Não vos quero adiantar muito mais. Felizmente, esta narrativa tão complexa é muitíssimo bem defendida por todo o elenco. Pessoalmente, nunca tinha dado grande crédito a Colin Farrel mas sem dúvida que este foi um valente abre olhos. Kidman também não nutre a minha maior simpatia mas foi com grande surpresa que constatei a sua força enquanto mulher. Keoghan é, para mim, a estrela do filme apresentando no seu papel, e de forma diametralmente oposta, uma racionalidade assustadora e um compromisso enorme para com a sua real loucura, uma necessidade construída para lidar com a sua própria trágica história de dor e perda.

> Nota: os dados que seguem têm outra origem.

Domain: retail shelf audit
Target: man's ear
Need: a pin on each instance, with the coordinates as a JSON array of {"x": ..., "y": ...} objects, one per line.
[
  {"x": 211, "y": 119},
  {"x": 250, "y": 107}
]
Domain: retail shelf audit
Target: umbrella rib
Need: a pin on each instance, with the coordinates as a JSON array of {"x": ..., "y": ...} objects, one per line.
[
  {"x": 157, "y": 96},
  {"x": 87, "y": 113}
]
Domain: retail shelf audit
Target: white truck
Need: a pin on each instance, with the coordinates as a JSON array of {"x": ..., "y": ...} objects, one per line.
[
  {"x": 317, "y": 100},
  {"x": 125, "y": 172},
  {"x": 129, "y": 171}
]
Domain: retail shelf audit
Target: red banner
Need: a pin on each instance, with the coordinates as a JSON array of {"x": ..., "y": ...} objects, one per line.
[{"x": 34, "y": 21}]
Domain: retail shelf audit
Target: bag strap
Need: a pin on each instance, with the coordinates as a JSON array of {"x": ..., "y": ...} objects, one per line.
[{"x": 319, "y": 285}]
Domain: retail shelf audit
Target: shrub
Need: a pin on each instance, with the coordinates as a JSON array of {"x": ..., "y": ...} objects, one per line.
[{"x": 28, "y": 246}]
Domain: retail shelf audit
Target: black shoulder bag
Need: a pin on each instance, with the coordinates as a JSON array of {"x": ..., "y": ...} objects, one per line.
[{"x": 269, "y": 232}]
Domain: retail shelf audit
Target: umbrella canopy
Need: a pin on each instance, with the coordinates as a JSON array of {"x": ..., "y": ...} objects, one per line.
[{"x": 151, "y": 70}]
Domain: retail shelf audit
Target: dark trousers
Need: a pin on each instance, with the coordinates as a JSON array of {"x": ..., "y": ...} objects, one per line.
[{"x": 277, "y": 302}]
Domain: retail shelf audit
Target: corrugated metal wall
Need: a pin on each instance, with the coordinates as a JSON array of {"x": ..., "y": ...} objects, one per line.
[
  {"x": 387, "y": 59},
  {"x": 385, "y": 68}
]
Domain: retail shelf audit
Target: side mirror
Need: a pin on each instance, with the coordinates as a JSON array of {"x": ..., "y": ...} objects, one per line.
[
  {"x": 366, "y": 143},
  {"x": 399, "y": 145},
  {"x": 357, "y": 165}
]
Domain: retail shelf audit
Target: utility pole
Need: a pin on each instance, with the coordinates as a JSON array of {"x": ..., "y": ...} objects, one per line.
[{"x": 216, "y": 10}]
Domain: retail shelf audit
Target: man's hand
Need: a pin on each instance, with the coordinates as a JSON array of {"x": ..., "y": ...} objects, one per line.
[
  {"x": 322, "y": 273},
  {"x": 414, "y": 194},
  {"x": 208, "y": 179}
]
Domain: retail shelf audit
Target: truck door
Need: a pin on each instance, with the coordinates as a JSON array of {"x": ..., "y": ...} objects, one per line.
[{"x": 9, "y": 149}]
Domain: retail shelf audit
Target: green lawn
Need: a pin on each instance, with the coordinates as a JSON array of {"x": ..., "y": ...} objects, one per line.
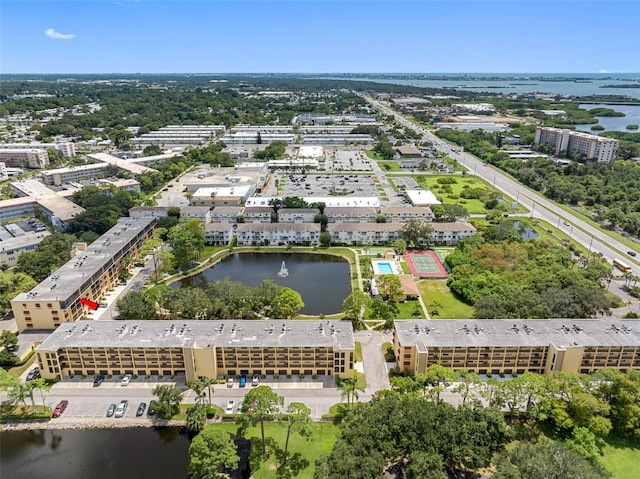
[
  {"x": 473, "y": 206},
  {"x": 407, "y": 309},
  {"x": 358, "y": 355},
  {"x": 621, "y": 458},
  {"x": 437, "y": 296},
  {"x": 389, "y": 166},
  {"x": 322, "y": 440}
]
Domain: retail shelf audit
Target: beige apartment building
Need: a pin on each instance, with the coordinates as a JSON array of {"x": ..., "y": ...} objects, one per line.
[
  {"x": 211, "y": 349},
  {"x": 508, "y": 346},
  {"x": 89, "y": 275}
]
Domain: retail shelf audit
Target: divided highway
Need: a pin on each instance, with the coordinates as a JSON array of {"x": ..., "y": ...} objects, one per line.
[{"x": 577, "y": 229}]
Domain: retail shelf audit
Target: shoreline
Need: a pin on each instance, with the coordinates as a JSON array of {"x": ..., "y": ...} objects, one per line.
[{"x": 93, "y": 423}]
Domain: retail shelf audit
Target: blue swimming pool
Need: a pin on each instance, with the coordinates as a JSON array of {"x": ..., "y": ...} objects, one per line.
[{"x": 385, "y": 268}]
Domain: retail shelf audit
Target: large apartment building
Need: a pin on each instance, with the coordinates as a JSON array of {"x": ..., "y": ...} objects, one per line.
[
  {"x": 23, "y": 157},
  {"x": 513, "y": 346},
  {"x": 88, "y": 275},
  {"x": 211, "y": 349},
  {"x": 599, "y": 148}
]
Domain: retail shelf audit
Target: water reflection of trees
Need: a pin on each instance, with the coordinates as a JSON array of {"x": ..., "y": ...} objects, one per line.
[{"x": 168, "y": 434}]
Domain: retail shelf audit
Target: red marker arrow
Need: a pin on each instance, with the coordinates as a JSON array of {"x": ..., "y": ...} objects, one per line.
[{"x": 91, "y": 304}]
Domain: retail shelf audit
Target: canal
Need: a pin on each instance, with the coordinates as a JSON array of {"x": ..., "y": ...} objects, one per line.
[{"x": 322, "y": 280}]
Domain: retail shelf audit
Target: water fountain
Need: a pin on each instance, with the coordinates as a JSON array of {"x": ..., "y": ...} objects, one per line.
[{"x": 283, "y": 273}]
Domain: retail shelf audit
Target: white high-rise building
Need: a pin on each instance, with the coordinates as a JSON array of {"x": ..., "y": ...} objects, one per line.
[{"x": 599, "y": 148}]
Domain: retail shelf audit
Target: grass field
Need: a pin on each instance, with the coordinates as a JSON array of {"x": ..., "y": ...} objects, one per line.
[
  {"x": 437, "y": 296},
  {"x": 621, "y": 458},
  {"x": 301, "y": 452},
  {"x": 408, "y": 308}
]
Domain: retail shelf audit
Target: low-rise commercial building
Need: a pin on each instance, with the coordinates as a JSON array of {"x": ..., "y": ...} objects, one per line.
[
  {"x": 24, "y": 158},
  {"x": 212, "y": 349},
  {"x": 218, "y": 234},
  {"x": 226, "y": 214},
  {"x": 599, "y": 148},
  {"x": 278, "y": 234},
  {"x": 508, "y": 346},
  {"x": 297, "y": 215},
  {"x": 12, "y": 248},
  {"x": 88, "y": 275},
  {"x": 400, "y": 214}
]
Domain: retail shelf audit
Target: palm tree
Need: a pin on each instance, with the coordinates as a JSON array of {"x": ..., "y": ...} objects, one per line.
[
  {"x": 42, "y": 386},
  {"x": 196, "y": 417},
  {"x": 349, "y": 390},
  {"x": 199, "y": 387}
]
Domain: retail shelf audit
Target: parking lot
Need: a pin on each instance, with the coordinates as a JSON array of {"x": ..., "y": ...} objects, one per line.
[
  {"x": 324, "y": 185},
  {"x": 347, "y": 160}
]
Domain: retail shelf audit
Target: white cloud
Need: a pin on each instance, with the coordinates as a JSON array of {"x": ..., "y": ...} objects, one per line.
[{"x": 51, "y": 33}]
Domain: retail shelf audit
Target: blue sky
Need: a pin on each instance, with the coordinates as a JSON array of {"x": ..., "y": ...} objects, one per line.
[{"x": 150, "y": 36}]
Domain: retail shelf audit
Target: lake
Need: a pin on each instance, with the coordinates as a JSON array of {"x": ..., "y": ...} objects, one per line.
[
  {"x": 614, "y": 123},
  {"x": 323, "y": 281},
  {"x": 94, "y": 453},
  {"x": 136, "y": 453},
  {"x": 507, "y": 83}
]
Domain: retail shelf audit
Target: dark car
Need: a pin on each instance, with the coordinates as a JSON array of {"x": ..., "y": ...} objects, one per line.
[
  {"x": 33, "y": 374},
  {"x": 98, "y": 380},
  {"x": 60, "y": 407},
  {"x": 141, "y": 407}
]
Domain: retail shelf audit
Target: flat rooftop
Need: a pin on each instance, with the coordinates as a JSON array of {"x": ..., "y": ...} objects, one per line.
[
  {"x": 71, "y": 276},
  {"x": 514, "y": 332},
  {"x": 329, "y": 201},
  {"x": 189, "y": 333}
]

Estamos perante um filme muito específico e muito pesado e, sobretudo, pensado para um certo tipo de público. Nem todos vão gostar. Nem todos vão perceber. Estabeleço aqui um paralelismo com Mother! de Darren Aronofsky pois é, de facto, uma obra muito característica. Eu, sem dúvida que gostei. Na verdade acho que o realizador define o seu próprio género o qual eu gosto muito e fiquei fã. Se tivesse que descrever em que moldes se faz este filme, diria que se trata de uma mistura de terror psicológico com mind-fuck, adicionando toques de ficção. É um filme incrivelmente minucioso e inteligente, não se deixando resumir ou rebaixar pelo o que o género de terror pede. Não cai em clichés e muito menos cai em facilitismos. O realizador não se contém nem teria que o fazer a menos que, sei lá, fosse o Lars Von Trier. Magistralmente concebido e gravado, The Killing of a Sacred Deer estreia a 4 de Janeiro de 2018 pelo que ainda terão que esperar para ver este peça, mas garanto-vos que valerá cada minuto de espera.